EMENDA CONSTITUCIONAL Nº 103 E OS SERVIDORES PÚBLICOS (ARTS. 37 A 40) 2ª PARTE

 EMENDA CONSTITUCIONAL Nº 103 E OS SERVIDORES PÚBLICOS  (ARTS. 37 A 40)

 

Ivan Barbosa Rigolin

(nov/21)

 

Segunda parte

 

XIII – O § 6º é o remate absoluto, quase inacreditável, da inconsequência  jurídica.   Custa mesmo crer. Onde terá andado o reformador da Constituição para   descer a um tão baixo ponto de conhecimento do direito ?  Alterando o correto § 6º anterior, acrescentou uma verdadeira barbaridade que somente desmoraliza a já pouco valorizada Carta brasileira. 

Manteve a parte inicial, que proíbe cumulação de aposentadorias públicas salvo nas hipóteses de exercício ativo licitamente cumulado, algo absolutamente correto,  e a ela acrescentou  ‘aplicando-se outras vedações, regras e condições para a acumulação de benefícios previdenciários estabelecidas no Regime Geral de Previdência Social.’

Pergunta-se o que tem a ver o RGPS, a cargo do INSS, com as aposentadorias concedidas por regimes próprios de previdência. A resposta é – absolutamente nada. Nada tem um regime com outro, nem os benefícios e os critérios de um com os benefícios e os critérios de outro.

Tem-se a impressão de que a Constituição quer extinguir os regimes próprios – que saem caríssimos para os cofres públicos como todos sabem – mas não enxerga como fazê-lo.  Remete então ao impossível, ao inviável, ao ilógico, imaginando que o aplicador detenha uma ciência até então desconhecida. O problema passa a ser seu...

Mandar aplicar algo inaplicável é uma solução própria de jejunos do direito, ignorantes de lógica jurídica e por completo descomprometidos com a técnica mínima que orienta  a exequibilidade das instituições.

Como se poderiam aplicar ‘outras vedações, regras e condições’ relativas a acumulação de aposentadorias por um regime de previdência, o regime geral de previdência social, concebidas para esse regime, a outro que nada tem a ver com ele, seja algum regime próprio de previdência  ?  

Qual a objetividade dessa ordem estapafúrdia ?   Onde a Carta quis chegar ?    Cada agente público então aplica o que quiser do regime geral  ao  regime  próprio ao qual sirva ?   Cada Município aplica o que bem entender ?   Seria a festa do caqui na Constituição ?

Poucos conhecem previdência social no Brasil, e o constituinte não é um deles.   É   profundamente   desalentador.

 

XIV – O § 7º fixa que a pensão por morte, que não será inferior a um salário mínimo, quando constituir a única fonte de renda do beneficiário será concedida na forma da lei local, do ente concessor, sendo que essa lei  ‘tratará de forma diferenciada a hipótese de morte dos servidores de que trata o § 4º-B decorrente de agressão sofrida no exercício ou em razão da função.’

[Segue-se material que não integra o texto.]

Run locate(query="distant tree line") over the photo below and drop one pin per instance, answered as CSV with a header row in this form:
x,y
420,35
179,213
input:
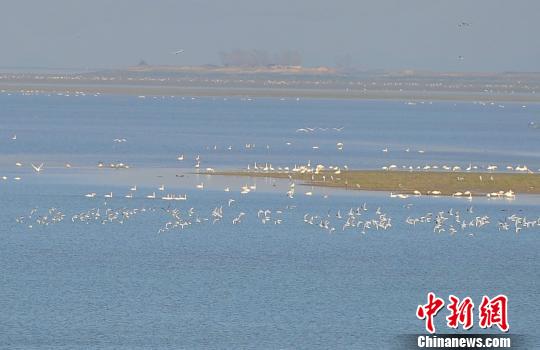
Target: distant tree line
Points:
x,y
258,58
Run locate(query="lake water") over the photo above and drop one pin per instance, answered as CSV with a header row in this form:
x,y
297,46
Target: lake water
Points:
x,y
126,281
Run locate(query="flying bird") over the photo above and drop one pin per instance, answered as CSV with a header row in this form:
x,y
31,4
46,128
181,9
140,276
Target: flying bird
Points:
x,y
37,168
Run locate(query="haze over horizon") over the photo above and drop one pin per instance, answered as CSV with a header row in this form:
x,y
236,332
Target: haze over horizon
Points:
x,y
366,35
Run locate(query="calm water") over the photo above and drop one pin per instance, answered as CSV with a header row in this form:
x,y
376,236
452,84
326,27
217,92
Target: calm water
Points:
x,y
266,286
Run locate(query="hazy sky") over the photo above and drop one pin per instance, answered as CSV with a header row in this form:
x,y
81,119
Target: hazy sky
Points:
x,y
504,35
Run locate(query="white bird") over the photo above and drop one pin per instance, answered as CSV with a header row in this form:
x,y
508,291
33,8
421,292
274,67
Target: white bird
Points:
x,y
37,168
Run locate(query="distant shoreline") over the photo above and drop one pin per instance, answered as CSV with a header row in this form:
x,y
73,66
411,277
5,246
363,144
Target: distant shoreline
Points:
x,y
167,90
458,184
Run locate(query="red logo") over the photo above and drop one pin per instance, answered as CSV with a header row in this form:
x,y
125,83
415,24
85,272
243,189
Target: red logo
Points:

Não poderia ser pior o dispositivo. O constituinte não se entende consigo mesmo. Não cessa de alterar as regras das aposentadorias e das pensões estatutárias, em geral para pior.

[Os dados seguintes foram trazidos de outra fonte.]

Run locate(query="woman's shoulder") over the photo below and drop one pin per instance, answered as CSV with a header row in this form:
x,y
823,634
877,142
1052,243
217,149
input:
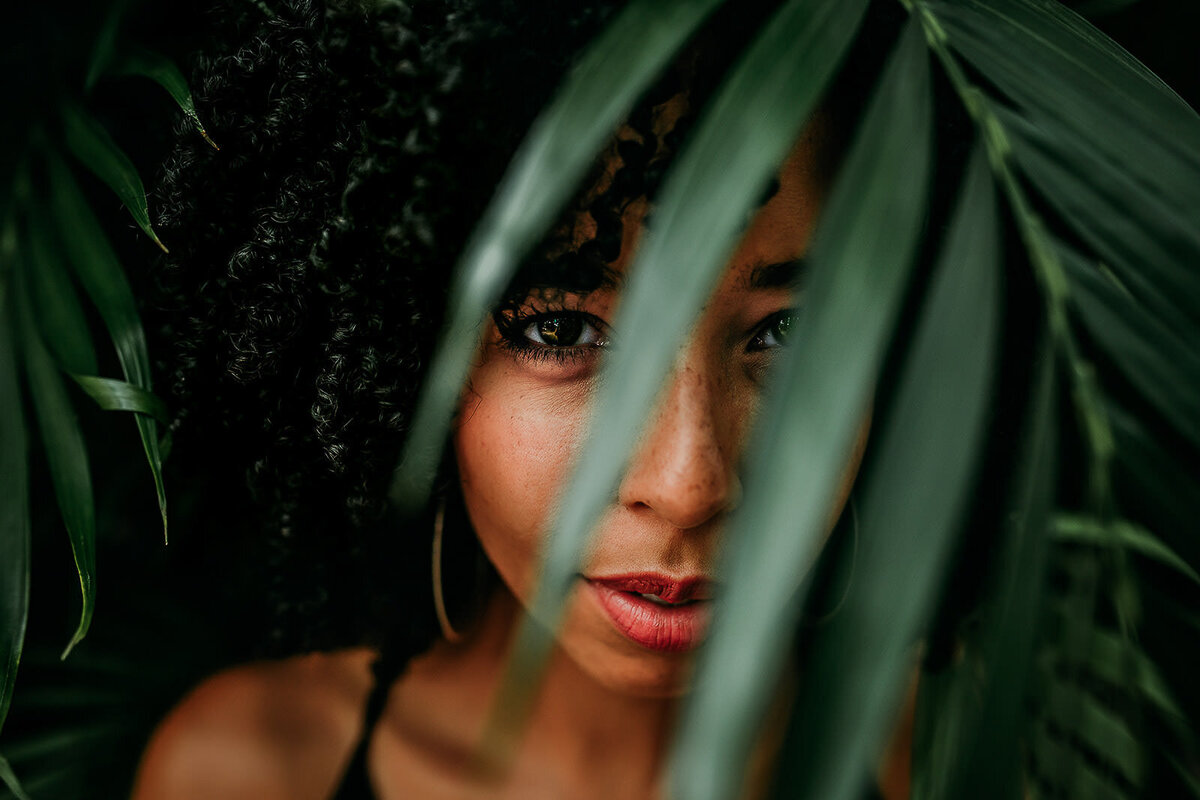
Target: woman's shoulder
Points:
x,y
268,729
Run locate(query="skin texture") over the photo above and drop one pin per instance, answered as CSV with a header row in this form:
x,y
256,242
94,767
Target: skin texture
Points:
x,y
607,704
527,413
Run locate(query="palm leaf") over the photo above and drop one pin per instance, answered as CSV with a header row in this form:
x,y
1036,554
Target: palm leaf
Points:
x,y
59,313
163,72
66,457
10,780
859,275
15,529
96,150
970,720
1084,530
99,270
911,504
119,396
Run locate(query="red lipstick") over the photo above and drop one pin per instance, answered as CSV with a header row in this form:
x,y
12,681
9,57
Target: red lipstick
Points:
x,y
654,611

Aqui dá a idéia de que a lei local tem amplos poderes, porém não é bem assim. Em primeiro lugar a pensão não pode ultrapassar os vencimentos de que se originou, porque o mantido  § 2º o proíbe.

Em segundo lugar não se entende a absolutamente enigmática  ordem para que a lei local a diferencie morte, que é um gênero, separando a espécie natural da espécie provocada  por agressão sofrida na função.  Onde e como juridicamente essa última morte será diferente da morte natural ?  Pode ser diferente ?  É mais digna, mais meritória, ou de outro modo menos digna, ou menos meritória e menos respeitável?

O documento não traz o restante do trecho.